For Landsec, it started by identifying the major gaps in its risk analysis. It pinpointed physical risks its properties face from the changing climate, and assessment of its energy vulnerability, as the major areas it needed to address.
To hone in on physical risks its assets face, Landsec appointed advisory firm Willis Towers Watson to undertake a mapping exercise of its portfolio, investigating potential risks up to 2030 and beyond.
Earlier this month, Landsec published the results of this study on its website, detailing how beyond 2030 Landsec's properties will face a higher risk of flooding and increased cooling costs as average temperature rises.
It also revealed some opportunities for the firm to bolster its competitiveness.

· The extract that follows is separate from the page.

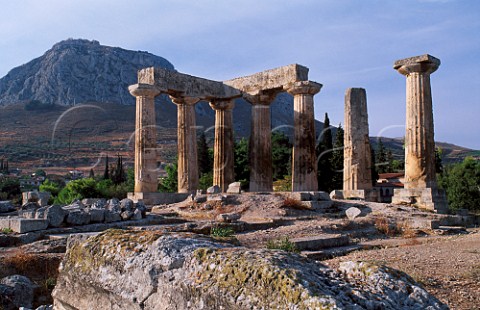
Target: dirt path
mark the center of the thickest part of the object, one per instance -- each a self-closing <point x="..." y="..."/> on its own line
<point x="448" y="267"/>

For instance, now would be a good time to lock into long-term climate insurance contracts, the research advised, as the commercial insurance market is not yet in step with the latest climate science impact analyses.
"The insurance market has proved to be slow to respond to climate change and, despite more frequent natural catastrophes, our analysis shows premiums aren't set to rise," Landsec admitted on its website. "But in the long term, this will change and global weather events will push up premiums, leading companies to self-insure instead of paying out for expensive cover."
6. Engage your investors
For firms starting to think about climate risk disclosure for the first time, it's worth thinking about what your investors will want to know, suggests CDSB's Peirce.
"They might not be asking many questions now, but they may want to know more when you start providing information," he said.
7. Take it one step at a time
Fully adopting the guidelines will take time, experts agreed. Peirce counseled that it is OK not to have all the answers in the first year, particularly when it comes to the crunchier information around the financial impact of certain climate risks.
"Linking the financial impact and the business impact is really what the TCFD set out to do. But this comes in a journey, and how it relates to revenues, capital expenditure, assets… these are all things you need to start thinking about and what the impacts might be," he said. "They won't necessarily be quantifiable straight away but certainly you should think about it in a qualitative manner initially."
Landsec's Hill agreed. The firm's first disclosure report is due out in June, and she said her team will be watching what everyone else is doing closely to see what their disclosures look like. "It will be a journey to get to TCFD adoption," she said.
Plowing through the TCFD's recommendations — which span 74 pages in the final report — may appear at first glance like an overwhelming undertaking. But with the help of some practical starting points and useful pointers to guide the process, it starts to look much more achievable. The point to bear in mind is that risk assessments that may take a little extra effort now could be the difference between a business struggling or thriving in a warming and decarbonizing world.